The whole testing algorithm goes as follows:
```
procedure TEST(dataset)
    idx = binaryToIndex(x)
    bestCandidate = 0
    class = -1
    for c = 1: C do
        if bestCandidate < p_{idx, c} then
            bestCandidate = p_{idx, c}
            class = c
        end if
    end for
    return bestCandidate, class
end procedure
```

The whole algorithm runs within time complexity $O(D) + O(C) = O(\max(C, D))$. Usually, the number of features is bigger than the number of classes, so runtime complexity is equal to $O(D)$. In other words, what bounds the runtime of the algorithm is the time taken to convert the binary index to the table index.

(f) Suppose the test case has missing data.

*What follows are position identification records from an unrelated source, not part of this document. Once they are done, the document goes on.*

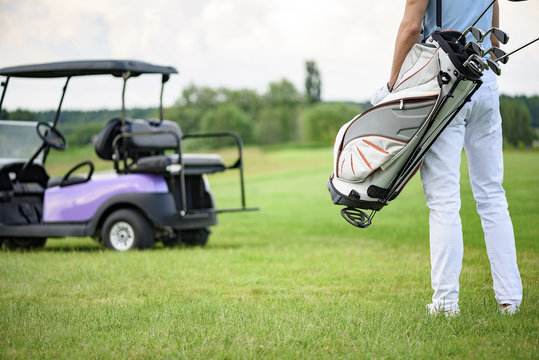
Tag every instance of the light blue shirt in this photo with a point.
(458, 15)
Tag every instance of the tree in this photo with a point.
(516, 122)
(313, 83)
(322, 121)
(227, 117)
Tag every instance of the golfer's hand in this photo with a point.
(379, 94)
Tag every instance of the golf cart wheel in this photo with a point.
(25, 243)
(196, 237)
(126, 230)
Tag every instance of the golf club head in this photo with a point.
(477, 34)
(499, 34)
(498, 54)
(476, 48)
(494, 67)
(475, 63)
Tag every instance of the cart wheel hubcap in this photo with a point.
(122, 236)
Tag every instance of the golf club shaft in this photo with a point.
(483, 13)
(514, 51)
(480, 16)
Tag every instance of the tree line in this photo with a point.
(282, 114)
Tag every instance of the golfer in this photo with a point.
(477, 128)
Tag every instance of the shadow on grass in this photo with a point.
(94, 248)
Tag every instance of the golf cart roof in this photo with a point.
(86, 67)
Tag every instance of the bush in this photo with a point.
(227, 117)
(322, 121)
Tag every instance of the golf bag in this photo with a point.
(378, 151)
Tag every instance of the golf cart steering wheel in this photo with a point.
(51, 136)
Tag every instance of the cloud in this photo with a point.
(236, 43)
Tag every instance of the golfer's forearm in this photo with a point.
(406, 38)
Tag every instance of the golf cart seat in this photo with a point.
(157, 138)
(146, 142)
(193, 163)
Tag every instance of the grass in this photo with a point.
(291, 281)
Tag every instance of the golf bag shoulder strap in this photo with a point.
(439, 14)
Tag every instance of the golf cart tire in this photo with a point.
(132, 226)
(195, 237)
(27, 243)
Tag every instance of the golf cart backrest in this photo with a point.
(140, 138)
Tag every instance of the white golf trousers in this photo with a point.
(477, 128)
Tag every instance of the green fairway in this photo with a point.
(291, 281)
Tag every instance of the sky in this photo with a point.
(229, 43)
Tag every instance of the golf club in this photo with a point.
(476, 32)
(499, 34)
(475, 63)
(498, 54)
(476, 48)
(494, 67)
(483, 13)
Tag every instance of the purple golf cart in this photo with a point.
(155, 193)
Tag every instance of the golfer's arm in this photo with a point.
(495, 23)
(408, 34)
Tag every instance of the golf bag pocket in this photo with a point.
(364, 155)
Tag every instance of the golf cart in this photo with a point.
(155, 193)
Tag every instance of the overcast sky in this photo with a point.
(230, 43)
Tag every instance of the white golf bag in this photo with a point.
(378, 151)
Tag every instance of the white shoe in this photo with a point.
(435, 310)
(508, 309)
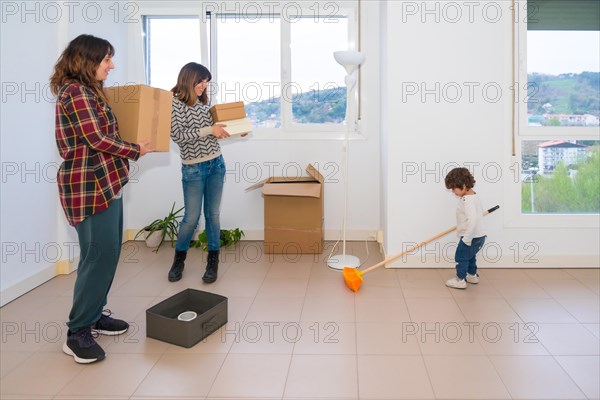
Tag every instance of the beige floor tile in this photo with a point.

Let $\mathbf{x}_v$ be the visible features of size $v$, and $\mathbf{x}_h$ be the hidden (missing) features of size $h$, where $v + h = D$. What is the computational complexity of computing $p(y|\mathbf{x}_v,θ)$ for the full and naive Bayes models, as a function of $v$ and $h$?

- Naive Bayes: $O(CD)$
- Full model: $O(D) + O(2^hv) = \max((v+h), 2^hv)$, which will most likely be equal to $O(2^hv)$. The model suffers a lot in terms of run time, when we have missing features.